Labour ‘not out to pick off high earners’ in tax plans
20 April 2017
Shadow foreign secretary Emily Thornberry insisted Labour will not "pick off" groups of high earners in its tax plans as she appeared to distance herself from suggestions that people on more than £70,000 face paying more under the party.
The close ally of Jeremy Corbyn said she can understand why "many people" taking home the substantial wage packet may feel that they are "not rich".
It comes after shadow chancellor John McDonnell said the wealthy, who he defined as on over £70,000 a year, should ''pay their way more''.
Ms Thornberry denied the Labour leadership was taking the party back to the times of Michael Foot's disastrous 1983 general election campaign and insisted the focus in the run-up to June 8 would be on tackling tax dodgers.
Companies who fail to pay their way "should be frightened of a Labour government because we will be standing up to them," she told BBC Radio 4's Today programme.
Pressed on whether higher earners would be hit under a Labour government, she said: "We will need to go into the details as to what our changes to taxation will be. I'm not really in a position to be able to go into those details today.
"There are many people on £70,000 who may well feel that their circumstances are such that they are not rich and I understand that. But they are certainly on a higher income - it's just a matter of maths - than those on £26,000."

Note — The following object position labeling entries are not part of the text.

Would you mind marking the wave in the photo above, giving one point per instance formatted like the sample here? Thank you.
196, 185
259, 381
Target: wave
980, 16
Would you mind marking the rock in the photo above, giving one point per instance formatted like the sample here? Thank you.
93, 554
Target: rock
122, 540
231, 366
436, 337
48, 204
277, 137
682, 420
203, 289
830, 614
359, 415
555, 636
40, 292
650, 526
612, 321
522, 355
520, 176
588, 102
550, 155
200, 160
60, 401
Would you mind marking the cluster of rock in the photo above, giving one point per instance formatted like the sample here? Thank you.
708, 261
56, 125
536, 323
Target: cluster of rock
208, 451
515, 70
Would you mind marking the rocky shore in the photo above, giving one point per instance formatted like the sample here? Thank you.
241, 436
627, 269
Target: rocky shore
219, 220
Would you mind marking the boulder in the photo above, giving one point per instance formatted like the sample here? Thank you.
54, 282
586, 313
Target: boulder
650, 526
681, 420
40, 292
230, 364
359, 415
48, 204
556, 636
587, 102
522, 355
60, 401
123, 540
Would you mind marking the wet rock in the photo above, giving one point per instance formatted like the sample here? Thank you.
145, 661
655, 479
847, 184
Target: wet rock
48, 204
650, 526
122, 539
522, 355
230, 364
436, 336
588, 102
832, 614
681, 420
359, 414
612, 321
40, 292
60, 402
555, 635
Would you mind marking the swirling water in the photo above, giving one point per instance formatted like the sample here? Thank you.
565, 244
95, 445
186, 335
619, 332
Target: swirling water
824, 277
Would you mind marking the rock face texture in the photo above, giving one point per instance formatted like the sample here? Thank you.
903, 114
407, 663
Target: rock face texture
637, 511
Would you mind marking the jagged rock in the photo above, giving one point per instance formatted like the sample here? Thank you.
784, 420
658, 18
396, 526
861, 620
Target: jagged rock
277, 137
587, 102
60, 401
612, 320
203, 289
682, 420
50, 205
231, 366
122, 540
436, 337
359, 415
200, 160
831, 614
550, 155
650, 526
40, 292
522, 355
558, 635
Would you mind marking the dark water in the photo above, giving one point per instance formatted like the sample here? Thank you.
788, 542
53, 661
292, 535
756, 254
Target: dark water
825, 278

She added: “The system at the moment is one whereby there is an elite who believe the rules don’t apply to them, that taxes don’t apply to them, that they don’t need to be part of the system.”
Labour is “prepared to make radical change” and will stand up to the elites, she said.
“That is not picking off people of particular incomes,” she added.
“The details of our tax plans will come out in our manifesto.”
Asked if workers earning more than the average £26,000 salary should watch out, she told John Humphrys: “No, no John, no.”
Ms Thornberry refused to categorise how left wing Mr Corbyn is compared to previous Labour leaders.
“Philosophically he’s to the left of Tony Blair,” she said.
“There are some differences but I think Jeremy and Ed (Miliband) have a lot in common, actually.”
Pushed on whereabouts he ranks on the political spectrum, she replied: “It’s not terribly important, this is just empty nonsense.”